Hamburgs Erster Bürgermeister: Der Hansehart

Daran muss er sich erst einmal selbst gewöhnen. Dass ein Olaf Scholz beliebt sein kann. In Hamburg stehen sie nach den Chaostagen fest zu ihrem Ersten Bürgermeister. Zweifel? Keine Spur. Der SPD-Politiker wirkt plötzlich wie angekommen. Man darf ihm bloß nicht mit Gefühlen kommen.

Er hat den Schlips weggelegt und seinen weißen Hemdkragen geöffnet. Olaf Scholz sitzt auf einem Lederstuhl in seinem Büro im Hamburger Rathaus, die Beine übereinandergeschlagen, und sieht sehr entspannt aus, mit sich im Reinen. Stimmt auch, sagt er.

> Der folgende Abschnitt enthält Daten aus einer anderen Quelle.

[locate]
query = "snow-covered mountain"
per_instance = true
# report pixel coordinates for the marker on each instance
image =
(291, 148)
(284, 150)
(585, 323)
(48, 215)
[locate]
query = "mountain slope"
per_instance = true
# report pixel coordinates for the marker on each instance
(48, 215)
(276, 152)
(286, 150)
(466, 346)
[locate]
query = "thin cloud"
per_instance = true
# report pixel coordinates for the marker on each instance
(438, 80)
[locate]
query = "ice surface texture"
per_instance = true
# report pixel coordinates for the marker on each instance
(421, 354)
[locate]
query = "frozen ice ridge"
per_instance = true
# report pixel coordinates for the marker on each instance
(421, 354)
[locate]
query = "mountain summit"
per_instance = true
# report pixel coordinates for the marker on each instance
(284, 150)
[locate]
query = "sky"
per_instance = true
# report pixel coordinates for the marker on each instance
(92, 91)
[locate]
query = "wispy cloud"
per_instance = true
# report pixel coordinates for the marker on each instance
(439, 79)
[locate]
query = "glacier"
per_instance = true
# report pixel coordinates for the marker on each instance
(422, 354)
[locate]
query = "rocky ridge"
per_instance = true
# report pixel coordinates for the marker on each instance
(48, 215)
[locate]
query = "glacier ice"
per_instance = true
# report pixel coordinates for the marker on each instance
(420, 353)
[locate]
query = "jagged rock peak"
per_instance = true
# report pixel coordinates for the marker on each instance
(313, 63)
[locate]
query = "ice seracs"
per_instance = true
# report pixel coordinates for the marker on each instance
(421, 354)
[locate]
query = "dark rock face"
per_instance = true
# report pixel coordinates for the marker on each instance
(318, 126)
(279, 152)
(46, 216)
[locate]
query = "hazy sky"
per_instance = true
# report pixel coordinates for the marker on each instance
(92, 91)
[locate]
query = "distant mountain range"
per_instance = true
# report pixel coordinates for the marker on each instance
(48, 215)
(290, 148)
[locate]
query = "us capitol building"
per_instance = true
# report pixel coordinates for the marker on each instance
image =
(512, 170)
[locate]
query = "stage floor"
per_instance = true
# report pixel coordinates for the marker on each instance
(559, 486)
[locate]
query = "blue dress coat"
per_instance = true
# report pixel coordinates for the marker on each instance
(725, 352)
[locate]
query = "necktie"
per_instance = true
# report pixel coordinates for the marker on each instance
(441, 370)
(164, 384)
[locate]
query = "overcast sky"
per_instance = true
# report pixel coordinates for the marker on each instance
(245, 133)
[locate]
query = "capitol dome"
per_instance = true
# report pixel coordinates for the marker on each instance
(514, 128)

Gerade ist der Erste Bürgermeister aus dem überfüllten Sitzungssaal 151 im Rathaus zurückgekehrt, in dem er Journalisten zwei Stunden lang sehr unterhaltsam ein ziemlich kompliziertes Thema erklärt hat. Die Stadt will ihr Stromnetz für 650 Millionen Euro zurückkaufen. Scholz war wegen des finanziellen Risikos gegen den Kauf, aber an einen Volksentscheid gebunden. Ein Verlierer will er jedoch nicht sein. Milde lächelnd sagt er: „Wir wollen nicht beweisen, dass wir Recht hatten, sondern Gewinne machen.“

Hamburg, war da nicht noch was?

Demonstrationen, Straßenschlachten, Verletzte, Schuldzuweisungen und Jugendliche, die sich mit Klobürsten bewaffnen. Der Kampf um die Rote Flora hatte vorm Jahreswechsel seinen Höhepunkt, niemand weiß, ob dauerhaft Ruhe einkehren wird. Am Wochenende demonstrierten wieder tausende Menschen für ein generelles Verbot der Gefahrengebiete. Auch wenn es weitgehend friedlich blieb, fragt sich die halbe Republik spätestens, seit die amerikanische Botschaft eine Reisewarnung für Hamburg herausgegeben hatte, was da im Norden wohl los ist.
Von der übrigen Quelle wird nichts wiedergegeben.